Ultimately, consensus protocols have to optimise for design trade-offs described earlier. The most decentralised protocols generally process the fewest transactions per second but provide higher transparency and security in the network.
Consensus Protocols enhance various attack vectors, which will be discussed in a future iteration of this summary.

Main Points

Consensus mechanisms are defined within consensus protocols that guide trustless decision making.
The more a consensus protocols relies on a central authority to reach consensus, the more centralised the protocol will be.
The FLP theorem states that in an asynchronous network, the network can reach at most two of the following properties during a partition: Safety (the majority of nodes will eventually agree on the same value), Liveness (agreement will be reached so that the state of the network can evolve), and Fault-tolerance (even during a network fault, the system can still operate and eventually recover from the fault).
If a node behaves maliciously and the network detects such behaviour, the stake of the node may be slashed; i.e. the funds provided by the node are taken away and get redistributed across other nodes in the network.
Transaction fees serve as a reward for miners/verifiers for including a transaction into the block.
The PoW protocol relies on nodes, called miners, to provide computing power to the network by solving cryptographic difficult puzzles.
PoS requires users to place a stake in the network to participate in consensus.
Depending on the variation of PoS protocol, each epoch will have various steps.

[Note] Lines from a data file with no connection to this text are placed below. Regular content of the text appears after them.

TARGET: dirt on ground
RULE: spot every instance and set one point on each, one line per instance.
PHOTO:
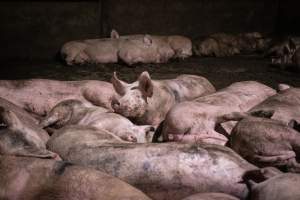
(220, 71)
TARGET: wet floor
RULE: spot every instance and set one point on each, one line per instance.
(220, 71)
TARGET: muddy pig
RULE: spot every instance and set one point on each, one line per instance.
(265, 142)
(74, 112)
(162, 171)
(211, 196)
(271, 184)
(22, 139)
(199, 120)
(32, 179)
(147, 101)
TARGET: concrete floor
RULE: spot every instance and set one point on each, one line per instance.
(220, 71)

An example of a PoS consensus protocol is Tendermint. Tendermit prioritises Availability over Consistency.
DPoS is the most similar to current representative politics structures; but has been associated to enhancing inequalities between nodes and various attacks.

Update 22.07.2019:

A new paper outlines the design of a distributed ledger, which orders transactions by decoupling consensus mechanisms and transaction validity. Summarising, nodes will are merely required to validate the transactions that validate the state of the application in use. “The ‘data availability problem’ asks how a client– such as a light client–that only downloads block headers, but not the corresponding block data (e.g., list of transactions), can satisfy itself that the block data is not being withheld by the producer of the block (e.g., a miner), and that the full data is indeed available to the network” -- a solution to this problem has been proposed by Mustafa Al-Bassam et al. via erasure coding.

LazyLedger divides the network into three different types of nodes: Consensus Nodes, Storage Nodes, and Client Nodes, which are all connected in a peer to peer network. If A is not a dependency for B, then A is irrelevant for the users of B. For the contrary, an application may only be executed if another application is within a certain state.

Furthermore, this paper outlines a consensus mechanism design that does not depend on token holders to collateralise value in the network. Instead it implements similar principles as the web of trust. Thus, allowing more participants to contribute in the consensus, making the network overall more decentralised.